Top 'Aggressive Kicker' Bond Funds
These noncore funds can augment sturdy, higher-quality core holdings.
These noncore funds can augment sturdy, higher-quality core holdings.
If you're a conservative investor, building a bond portfolio could be as simple as identifying a sturdy core fund and possibly supplementing it with a short-term vehicle to help address short-term cash needs. But if you have a long time horizon for at least part of your fixed-income holdings, you can consider adding a component with a higher-risk profile but also potentially higher returns.
I tackled how to identify core bond funds in this article. Today, let's take a look at how you might go about finding reasonable "aggressive kicker" bond funds that you could use around the margins of your portfolio to amp up its return potential.
Using our Premium Fund Screener, I started by focusing on categories that I consider noncore: high-yield, bank-loan, multisector, world-bond, emerging-markets bond, and nontraditional bond.
All of these categories have higher volatility--in some cases much higher--than intermediate-term bond funds, as measured by standard deviation. But they also have the potential to diversify a portfolio anchored in government, high-quality corporate, and mortgage-backed bonds, and they may also contribute to a higher long-term return.

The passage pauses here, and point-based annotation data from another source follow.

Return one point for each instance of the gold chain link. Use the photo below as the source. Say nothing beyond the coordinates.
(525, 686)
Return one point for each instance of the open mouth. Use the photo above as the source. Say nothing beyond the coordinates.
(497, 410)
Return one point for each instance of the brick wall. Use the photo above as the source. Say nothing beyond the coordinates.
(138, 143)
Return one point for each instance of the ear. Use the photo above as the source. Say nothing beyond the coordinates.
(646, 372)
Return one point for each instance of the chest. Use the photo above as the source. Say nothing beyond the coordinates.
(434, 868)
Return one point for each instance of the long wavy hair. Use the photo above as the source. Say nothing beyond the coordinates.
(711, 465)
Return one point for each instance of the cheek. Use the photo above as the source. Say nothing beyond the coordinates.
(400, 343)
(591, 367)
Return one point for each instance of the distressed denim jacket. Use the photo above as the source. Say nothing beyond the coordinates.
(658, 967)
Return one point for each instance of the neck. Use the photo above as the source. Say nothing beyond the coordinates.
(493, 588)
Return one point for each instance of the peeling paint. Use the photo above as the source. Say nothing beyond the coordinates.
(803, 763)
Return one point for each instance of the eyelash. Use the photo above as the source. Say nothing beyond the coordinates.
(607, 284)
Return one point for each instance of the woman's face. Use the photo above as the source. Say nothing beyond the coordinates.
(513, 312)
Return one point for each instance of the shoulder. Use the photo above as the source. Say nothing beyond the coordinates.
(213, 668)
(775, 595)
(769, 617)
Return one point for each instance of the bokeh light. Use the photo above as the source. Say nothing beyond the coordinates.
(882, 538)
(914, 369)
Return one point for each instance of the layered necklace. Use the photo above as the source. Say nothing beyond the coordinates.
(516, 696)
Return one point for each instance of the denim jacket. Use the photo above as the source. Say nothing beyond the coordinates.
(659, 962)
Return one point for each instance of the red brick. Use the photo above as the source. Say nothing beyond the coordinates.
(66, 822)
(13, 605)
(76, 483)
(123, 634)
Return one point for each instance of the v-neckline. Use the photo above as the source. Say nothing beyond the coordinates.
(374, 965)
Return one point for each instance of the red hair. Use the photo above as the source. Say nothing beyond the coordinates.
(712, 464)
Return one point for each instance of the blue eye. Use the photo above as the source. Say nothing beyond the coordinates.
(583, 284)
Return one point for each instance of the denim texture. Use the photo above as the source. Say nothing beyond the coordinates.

I excluded Treasury Inflation-Protected Securities funds from my screen because I consider them core, even though TIPS don't appear in the Barclays Aggregate Bond Index. I also excluded long-term bond funds from my screen. Given the havoc that rising rates could wreak on long-duration portfolios, I think their risk/reward trade-off is unattractive, even for aggressive investors.
Using Morningstar's qualitative Analyst Ratings, I screened on those funds that our analysts have rated as Gold or Silver, meaning that they score well on most or all of the following metrics: management, stewardship, fees, performance, and strategy. I also layered on screens for accessibility, kicking out any fund with a minimum initial investment higher than $10,000 and funds that are closed to new investments.
Premium Members can click here to run the screen themselves. Below, I've highlighted some notable funds.
Fidelity Strategic Income
This Silver-rated fund aims to balance out the risky components of its portfolio (high-yield and emerging-markets bonds) with U.S. government bonds and developed-markets debt securities. Because of that balance, it veers more into core-holding material than do most funds in its peer group. Morningstar Analyst Sarah Bush says that the fund's competitive advantage comes from its talented pool of portfolio managers. While former manager Chris Sharpe left the fund in June 2012 to focus on running the firm's target-date lineup, Joanna Bewick and Ford O'Neil, both Fidelity veterans, provide oversight. The managers of the subportfolios are also fairly experienced: For example, Mark Notkin, who runs the portfolio's largest component--high-yield--has worked on the fund for more than a decade and has also generated very strong, though volatile, results at sibling Fidelity Capital & Income (FAGIX).
Templeton Global Bond (TPINX)
After a lackluster 2011, this broker-sold world-bond fund has come on strong so far this year, gaining 14% and landing in its category's top 5%. Those types of ups and downs are to be expected from a truly active fund like this one. Manager Michael Hasenstab, in contrast with many of his peers, pays little heed to issuance-weighted global benchmarks, typically downplaying the U.S., Japan, and the eurozone. Instead, he focuses on undervalued bonds of countries with healthy or improving economic fundamentals, a preference that has led him to sizable positions in countries such as Korea and Ireland.
A version of this article appeared Nov. 17, 2011.